Basic MongoDB Operations in Python
Rate this quickstart
Like Python? Want to get started with MongoDB? Welcome to this quick start guide! I'll show you how to set up an Atlas database with some sample data to explore. Then you'll create some data and learn how to read, update and delete it.
You'll need the following installed on your computer to follow along with this tutorial:
- An up-to-date version of Python 3. I wrote the code in this tutorial in Python 3.8, but it should run fine in version 3.6+.
- A code editor of your choice. I recommend either PyCharm or the free VS Code with the official Python extension.
Now you've got your local environment set up, it's time to create a MongoDB database to work with, and to load in some sample data you can explore and modify.

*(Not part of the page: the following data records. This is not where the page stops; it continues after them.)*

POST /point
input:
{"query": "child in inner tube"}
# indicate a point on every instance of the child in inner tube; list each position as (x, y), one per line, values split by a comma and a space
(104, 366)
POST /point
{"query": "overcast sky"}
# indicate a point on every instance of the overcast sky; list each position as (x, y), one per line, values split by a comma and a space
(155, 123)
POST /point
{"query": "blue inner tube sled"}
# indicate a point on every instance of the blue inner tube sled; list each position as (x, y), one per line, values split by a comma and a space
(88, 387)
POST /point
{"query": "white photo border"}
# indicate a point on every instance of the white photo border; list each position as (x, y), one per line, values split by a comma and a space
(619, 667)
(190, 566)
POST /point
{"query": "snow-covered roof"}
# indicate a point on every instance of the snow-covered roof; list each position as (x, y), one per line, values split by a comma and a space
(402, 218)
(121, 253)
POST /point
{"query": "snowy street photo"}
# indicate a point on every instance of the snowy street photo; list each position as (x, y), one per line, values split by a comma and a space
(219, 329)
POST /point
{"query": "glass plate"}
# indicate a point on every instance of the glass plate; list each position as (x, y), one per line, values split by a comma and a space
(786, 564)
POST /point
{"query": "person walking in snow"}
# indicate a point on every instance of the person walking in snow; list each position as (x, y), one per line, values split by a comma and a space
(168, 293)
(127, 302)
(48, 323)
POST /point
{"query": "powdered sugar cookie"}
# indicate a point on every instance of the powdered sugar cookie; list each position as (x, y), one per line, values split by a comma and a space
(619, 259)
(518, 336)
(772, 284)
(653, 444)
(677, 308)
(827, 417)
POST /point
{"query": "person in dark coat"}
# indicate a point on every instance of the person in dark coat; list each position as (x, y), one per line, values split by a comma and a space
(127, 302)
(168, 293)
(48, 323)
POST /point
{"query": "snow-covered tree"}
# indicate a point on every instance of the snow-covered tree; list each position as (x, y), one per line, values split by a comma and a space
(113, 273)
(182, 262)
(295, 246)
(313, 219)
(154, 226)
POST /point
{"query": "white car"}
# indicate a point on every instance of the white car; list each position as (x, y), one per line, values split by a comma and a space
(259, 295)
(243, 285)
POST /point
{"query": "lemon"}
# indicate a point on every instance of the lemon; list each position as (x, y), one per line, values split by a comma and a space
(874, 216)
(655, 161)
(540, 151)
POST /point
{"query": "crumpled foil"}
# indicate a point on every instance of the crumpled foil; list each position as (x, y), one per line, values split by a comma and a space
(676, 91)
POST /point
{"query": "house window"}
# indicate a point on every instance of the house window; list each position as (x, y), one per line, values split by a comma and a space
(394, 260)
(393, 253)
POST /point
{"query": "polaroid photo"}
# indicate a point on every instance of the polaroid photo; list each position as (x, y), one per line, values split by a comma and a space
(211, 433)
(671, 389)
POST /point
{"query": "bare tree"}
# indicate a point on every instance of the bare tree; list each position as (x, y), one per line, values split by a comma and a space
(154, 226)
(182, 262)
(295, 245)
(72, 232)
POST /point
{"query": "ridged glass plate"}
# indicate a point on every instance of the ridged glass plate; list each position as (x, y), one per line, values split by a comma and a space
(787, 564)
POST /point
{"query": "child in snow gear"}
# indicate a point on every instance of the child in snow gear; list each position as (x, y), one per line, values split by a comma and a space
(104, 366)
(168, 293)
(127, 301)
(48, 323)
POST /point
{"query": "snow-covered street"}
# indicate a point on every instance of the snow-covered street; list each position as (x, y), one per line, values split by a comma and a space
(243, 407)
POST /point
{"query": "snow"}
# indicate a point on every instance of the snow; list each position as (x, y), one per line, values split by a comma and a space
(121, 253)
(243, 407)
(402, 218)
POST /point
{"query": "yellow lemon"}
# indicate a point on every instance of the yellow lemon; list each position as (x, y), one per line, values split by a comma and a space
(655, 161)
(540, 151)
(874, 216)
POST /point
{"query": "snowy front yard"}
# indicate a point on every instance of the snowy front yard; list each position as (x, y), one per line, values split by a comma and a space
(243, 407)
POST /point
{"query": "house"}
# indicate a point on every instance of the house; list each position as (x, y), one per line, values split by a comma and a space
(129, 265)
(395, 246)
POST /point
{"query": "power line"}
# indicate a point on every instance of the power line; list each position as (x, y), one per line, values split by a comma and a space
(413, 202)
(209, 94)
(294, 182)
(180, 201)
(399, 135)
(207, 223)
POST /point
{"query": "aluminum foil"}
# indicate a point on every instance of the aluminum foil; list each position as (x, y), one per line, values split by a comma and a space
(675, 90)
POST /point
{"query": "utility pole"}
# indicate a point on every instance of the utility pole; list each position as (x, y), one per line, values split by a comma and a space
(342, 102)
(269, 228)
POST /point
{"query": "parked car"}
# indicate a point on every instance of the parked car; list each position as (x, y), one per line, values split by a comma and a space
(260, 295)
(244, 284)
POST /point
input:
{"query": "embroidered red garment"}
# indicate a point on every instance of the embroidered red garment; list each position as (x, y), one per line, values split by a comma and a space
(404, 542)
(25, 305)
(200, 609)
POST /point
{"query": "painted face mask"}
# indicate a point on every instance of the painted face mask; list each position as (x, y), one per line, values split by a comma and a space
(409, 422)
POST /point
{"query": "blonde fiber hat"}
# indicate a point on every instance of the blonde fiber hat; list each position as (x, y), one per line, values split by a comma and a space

You could create a database on your development machine, but it's easier to get started on the Atlas hosted service without having to learn how to configure a MongoDB cluster.
Get started with an M0 cluster on Atlas today. It's free forever, and it's the easiest way to try out the steps in this blog series.
You'll need to create a new cluster and load it with sample data. My awesome colleague Maxime Beugnet has created a video tutorial to help you out.
If you don't want to watch the video, the steps are:
- Click "Get started free".
- Enter your details and accept the Terms of Service.
- Create a Starter cluster.
- Select the same cloud provider you're used to, or just leave it as-is. Pick a region that makes sense for you.
- You can change the name of the cluster if you like. I've called mine "PythonQuickstart".
It will take a couple of minutes for your cluster to be provisioned, so while you're waiting you can move on to the next step.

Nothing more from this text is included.